Se o patriotismo “é o último refúgio dos canalhas”, como diz o escritor inglês Samuel Johnson (1709-1784), então esse refúgio está lotado no Brasil. Lulopetistas e bolsonaristas andam se esmerando em transformar esse sentimento de pertencimento a uma comunidade nacional em arma política para fins eleitorais.


Em reunião anteontem, o presidente Lula da Silva e seus ministros apareceram com um boné azul em que se lia “O Brasil é dos brasileiros”, um constrangedor contraponto governista aos bonés vermelhos Make America Great Again (“Torne a América grande novamente”), o movimento político nacionalista liderado pelo presidente dos EUA, Donald Trump. Ainda estamos a mais de um ano da eleição presidencial, mas já é possível antever que essa patacoada será o grande mote do lulopetismo na campanha.

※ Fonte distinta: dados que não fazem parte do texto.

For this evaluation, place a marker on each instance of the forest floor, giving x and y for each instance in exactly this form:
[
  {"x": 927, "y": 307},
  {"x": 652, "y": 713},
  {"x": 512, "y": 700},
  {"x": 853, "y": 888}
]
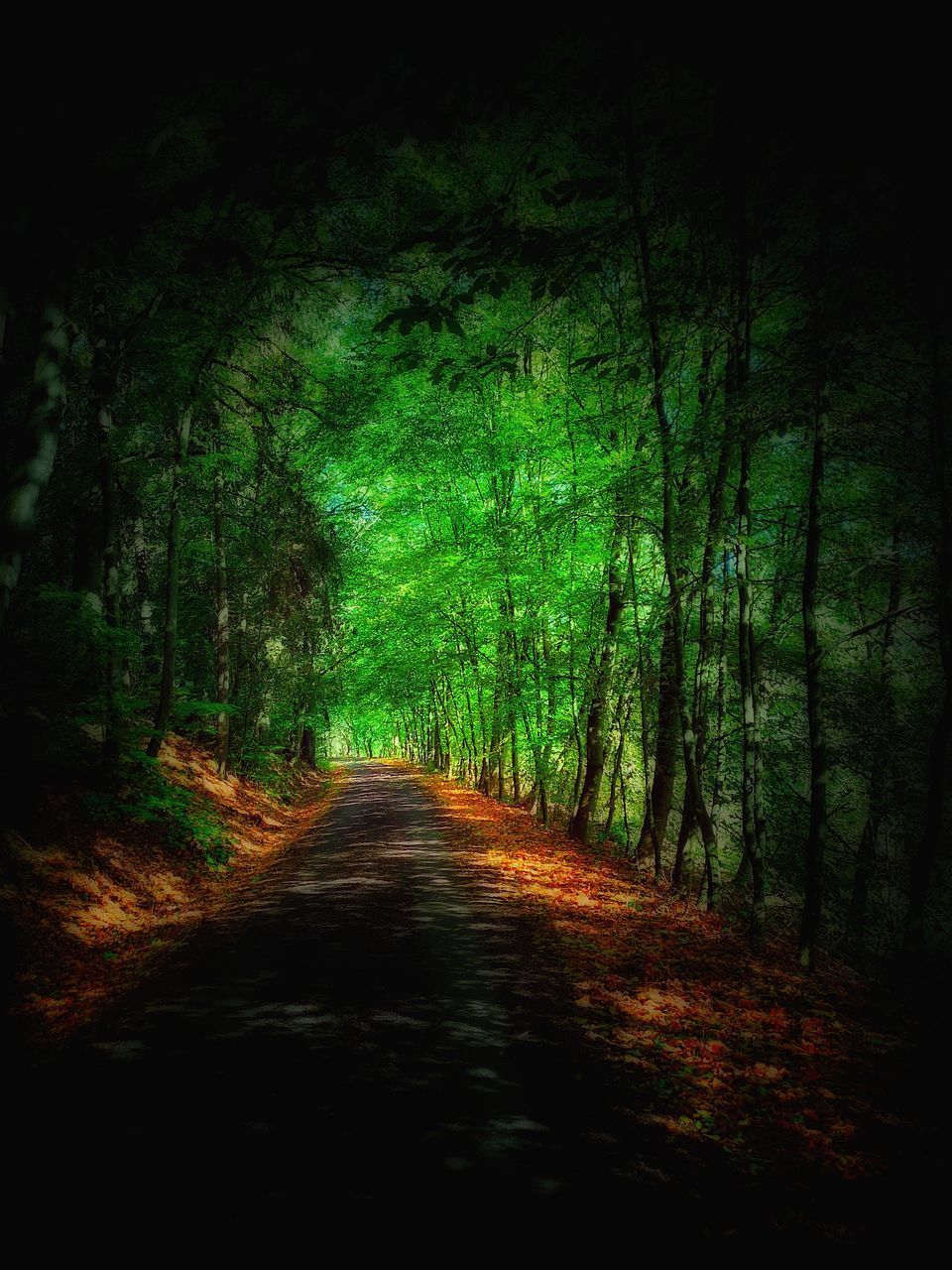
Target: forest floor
[
  {"x": 430, "y": 996},
  {"x": 802, "y": 1078},
  {"x": 91, "y": 908}
]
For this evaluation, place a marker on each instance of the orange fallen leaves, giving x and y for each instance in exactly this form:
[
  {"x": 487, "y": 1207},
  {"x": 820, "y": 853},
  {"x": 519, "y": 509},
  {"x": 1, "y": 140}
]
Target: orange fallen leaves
[{"x": 720, "y": 1046}]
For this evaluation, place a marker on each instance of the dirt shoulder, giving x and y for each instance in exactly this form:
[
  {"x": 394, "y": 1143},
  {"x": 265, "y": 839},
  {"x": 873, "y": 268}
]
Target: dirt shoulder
[
  {"x": 91, "y": 910},
  {"x": 783, "y": 1076}
]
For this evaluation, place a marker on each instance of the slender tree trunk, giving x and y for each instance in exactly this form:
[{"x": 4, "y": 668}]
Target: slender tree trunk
[
  {"x": 666, "y": 440},
  {"x": 172, "y": 587},
  {"x": 819, "y": 771},
  {"x": 880, "y": 761},
  {"x": 753, "y": 844},
  {"x": 35, "y": 452},
  {"x": 104, "y": 376},
  {"x": 580, "y": 825},
  {"x": 658, "y": 804},
  {"x": 932, "y": 828},
  {"x": 222, "y": 631}
]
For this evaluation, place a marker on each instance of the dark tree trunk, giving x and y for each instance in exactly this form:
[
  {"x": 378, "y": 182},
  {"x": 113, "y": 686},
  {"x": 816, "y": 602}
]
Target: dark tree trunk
[{"x": 172, "y": 587}]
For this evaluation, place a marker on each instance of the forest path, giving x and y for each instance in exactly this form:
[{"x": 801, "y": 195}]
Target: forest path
[{"x": 366, "y": 1026}]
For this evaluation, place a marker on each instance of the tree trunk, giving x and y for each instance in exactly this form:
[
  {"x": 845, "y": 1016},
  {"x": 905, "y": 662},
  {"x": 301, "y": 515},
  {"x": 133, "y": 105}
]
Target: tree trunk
[
  {"x": 658, "y": 806},
  {"x": 35, "y": 452},
  {"x": 580, "y": 825},
  {"x": 222, "y": 724},
  {"x": 172, "y": 587},
  {"x": 819, "y": 772},
  {"x": 880, "y": 761}
]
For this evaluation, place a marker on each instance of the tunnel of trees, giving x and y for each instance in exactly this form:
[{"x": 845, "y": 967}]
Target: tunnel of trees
[{"x": 575, "y": 430}]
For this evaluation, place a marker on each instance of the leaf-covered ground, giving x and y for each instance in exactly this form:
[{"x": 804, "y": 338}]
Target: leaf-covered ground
[
  {"x": 744, "y": 1053},
  {"x": 94, "y": 907}
]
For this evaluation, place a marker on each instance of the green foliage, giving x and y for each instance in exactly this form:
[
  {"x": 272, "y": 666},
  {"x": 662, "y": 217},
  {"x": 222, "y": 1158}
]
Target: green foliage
[{"x": 150, "y": 798}]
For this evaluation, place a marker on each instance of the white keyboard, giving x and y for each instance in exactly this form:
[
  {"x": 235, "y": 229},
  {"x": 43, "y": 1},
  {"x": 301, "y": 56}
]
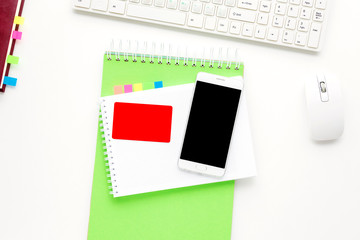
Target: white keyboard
[{"x": 292, "y": 23}]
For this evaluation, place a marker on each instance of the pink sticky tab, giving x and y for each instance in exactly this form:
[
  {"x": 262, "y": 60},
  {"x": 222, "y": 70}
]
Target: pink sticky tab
[
  {"x": 127, "y": 88},
  {"x": 17, "y": 35},
  {"x": 118, "y": 89}
]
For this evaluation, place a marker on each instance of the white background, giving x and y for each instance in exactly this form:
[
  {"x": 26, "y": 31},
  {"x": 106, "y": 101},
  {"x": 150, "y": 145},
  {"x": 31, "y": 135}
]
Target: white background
[{"x": 305, "y": 190}]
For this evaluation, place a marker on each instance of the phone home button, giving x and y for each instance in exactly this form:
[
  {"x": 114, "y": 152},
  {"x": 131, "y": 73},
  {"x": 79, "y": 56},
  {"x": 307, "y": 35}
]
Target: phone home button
[{"x": 201, "y": 167}]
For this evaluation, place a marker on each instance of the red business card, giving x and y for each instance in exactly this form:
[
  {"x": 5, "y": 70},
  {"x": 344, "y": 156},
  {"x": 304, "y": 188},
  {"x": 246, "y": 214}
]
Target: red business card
[{"x": 142, "y": 122}]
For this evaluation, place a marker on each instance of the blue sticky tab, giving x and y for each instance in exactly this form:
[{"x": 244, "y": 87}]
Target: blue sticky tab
[
  {"x": 10, "y": 81},
  {"x": 158, "y": 84}
]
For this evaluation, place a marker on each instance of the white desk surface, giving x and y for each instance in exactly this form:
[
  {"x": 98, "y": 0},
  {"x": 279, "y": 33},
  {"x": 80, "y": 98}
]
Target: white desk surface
[{"x": 304, "y": 190}]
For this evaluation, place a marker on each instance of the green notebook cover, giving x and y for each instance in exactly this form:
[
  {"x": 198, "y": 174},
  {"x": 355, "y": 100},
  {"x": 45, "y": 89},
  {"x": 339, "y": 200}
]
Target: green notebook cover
[{"x": 202, "y": 212}]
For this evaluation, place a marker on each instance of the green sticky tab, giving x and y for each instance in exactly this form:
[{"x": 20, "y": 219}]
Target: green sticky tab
[{"x": 12, "y": 59}]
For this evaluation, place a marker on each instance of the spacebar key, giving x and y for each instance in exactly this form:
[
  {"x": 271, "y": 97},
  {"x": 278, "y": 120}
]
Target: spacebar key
[{"x": 156, "y": 14}]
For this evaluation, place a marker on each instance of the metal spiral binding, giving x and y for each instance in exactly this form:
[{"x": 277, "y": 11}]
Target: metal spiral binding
[
  {"x": 132, "y": 48},
  {"x": 109, "y": 159}
]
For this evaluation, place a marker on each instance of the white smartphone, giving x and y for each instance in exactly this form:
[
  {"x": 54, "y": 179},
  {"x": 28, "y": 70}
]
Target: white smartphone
[{"x": 210, "y": 124}]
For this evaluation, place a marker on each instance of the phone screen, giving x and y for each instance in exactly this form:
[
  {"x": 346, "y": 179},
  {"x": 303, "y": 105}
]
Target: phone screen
[{"x": 211, "y": 122}]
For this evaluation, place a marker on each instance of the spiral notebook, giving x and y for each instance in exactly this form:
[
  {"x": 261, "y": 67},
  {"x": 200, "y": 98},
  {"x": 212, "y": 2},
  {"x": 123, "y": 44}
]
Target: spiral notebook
[
  {"x": 145, "y": 166},
  {"x": 196, "y": 212}
]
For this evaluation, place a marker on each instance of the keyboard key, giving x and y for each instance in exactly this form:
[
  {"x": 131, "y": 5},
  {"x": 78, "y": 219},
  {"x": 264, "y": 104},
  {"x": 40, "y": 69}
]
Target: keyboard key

O patriotismo fajuto que Lula abraçou não tem qualquer relação com os reais interesses e necessidades da Pátria. Ao presidente e seus marqueteiros só interessa explorar eleitoralmente o elo afetivo dos brasileiros entre si e deles com o lugar em que nasceram ou escolheram viver, no momento em que o Brasil é agredido pelos EUA de Trump. No limite, Lula quer se confundir com a própria ideia de pátria, e não à toa, na reunião ministerial, a título de reafirmar sua disposição para defender o Brasil contra os EUA, leu um discurso de Getúlio Vargas, o autocrata que quis inventar uma identidade brasileira moldada conforme seus propósitos autoritários. Nesse discurso, Vargas denunciava “forças internacionais” que se uniram aos “eternos inimigos do povo humilde”, que “procurarão, atingindo minha pessoa e o meu governo, evitar a libertação nacional e prejudicar a organização do nosso povo”.


Como se percebe, Lula se vê como Vargas, isto é, como a própria personificação do Brasil e de seu povo – donde se conclui, conforme essa retórica, que qualquer ataque a Lula equivale a crime de lesa-pátria cometido por traidores do Brasil. Não é à toa que o slogan do governo, apresentado na reunião, passará a ser “Do lado do povo brasileiro”, que substituirá o “União e reconstrução”. Em vez de união, o lulopetismo agora quer que se escolha um lado – o do “povo brasileiro”, obviamente encarnado em Lula.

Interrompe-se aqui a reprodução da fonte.